C’était une première fois sur scène pour le band et on a pu le ressentir à quelques moments, mais leur performance a tout de même été très bien maîtrisée. Xavier prenait son temps entre chaque morceau pour raconter une blague et a rendu l’atmosphère authentique et personnelle. Quelques retardataires se sont joints à la fête en fin de soirée (pas facile de bien planifier son horaire quand les spectacles se chevauchent ainsi) pour la terminer tout en groove sur la piste Limonade.

Danaé Maltais

KNLO sait animer une foule mieux que personne. Accompagné de sa douce Caro Dupont et de Vlooper sur les platines, il a fait couler ses verses avec précisions samedi dans le Petit Théâtre du Vieux Noranda. Nous avons eu droit à plusieurs mouvements dansants qui nous donnaient envie de décoller de nos chaises nous aussi, ce que quelques personnes se sont d’ailleurs risquées à faire malgré les consignes. Offrant au public les hits de CLUB Mixtape 2020 telle que PLAFOND, MAGASIN, L’ÉCOLE À LA MAISON, et COMME ÇA, KNLO nous a donné un gros boost d’énergie positive.

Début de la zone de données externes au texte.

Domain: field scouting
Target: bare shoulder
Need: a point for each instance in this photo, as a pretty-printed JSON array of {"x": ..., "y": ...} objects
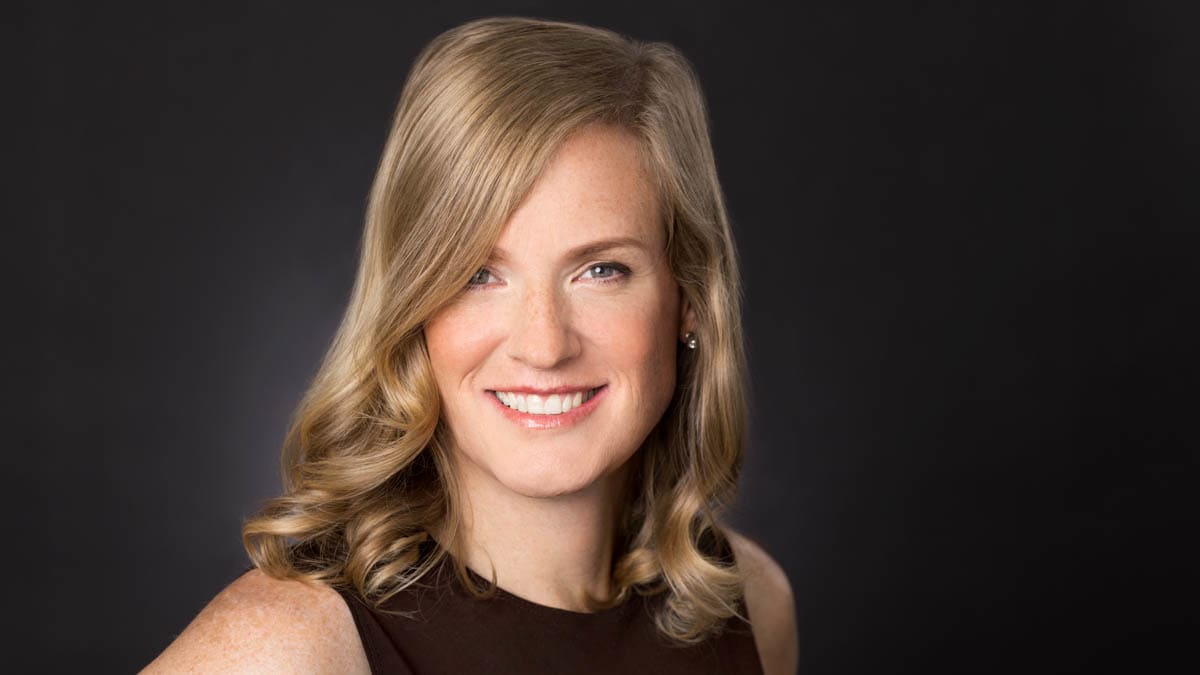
[
  {"x": 769, "y": 603},
  {"x": 264, "y": 625}
]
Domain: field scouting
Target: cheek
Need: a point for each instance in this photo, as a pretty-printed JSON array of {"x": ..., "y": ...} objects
[
  {"x": 457, "y": 342},
  {"x": 637, "y": 338}
]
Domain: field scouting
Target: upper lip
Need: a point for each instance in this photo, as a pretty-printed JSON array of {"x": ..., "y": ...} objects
[{"x": 564, "y": 389}]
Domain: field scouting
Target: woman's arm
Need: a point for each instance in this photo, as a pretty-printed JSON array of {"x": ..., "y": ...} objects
[
  {"x": 264, "y": 625},
  {"x": 771, "y": 605}
]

La Brown Family a ensuite pris le relais du spectacle. Lorsque le trio est embarqué sur scène, la complicité familiale se ressentait jusque dans le fond de la pièce. Greg (Dead Obies) et son frère Jam étaient visiblement fiers de leur père et ils semblaient prendre un plaisir fou à performer ensemble. Nous avons pu entendre des chansons des albums Brown et Brown Baby Gone telles que Brown Baby et Au revoir. Le métissage entre le rap queb et le reggae soul donnait un résultat musicalement très intéressant. KNLO et Eman sont également apparus sur scène spontanément pour Nervous, une collabo entre les deux groupes.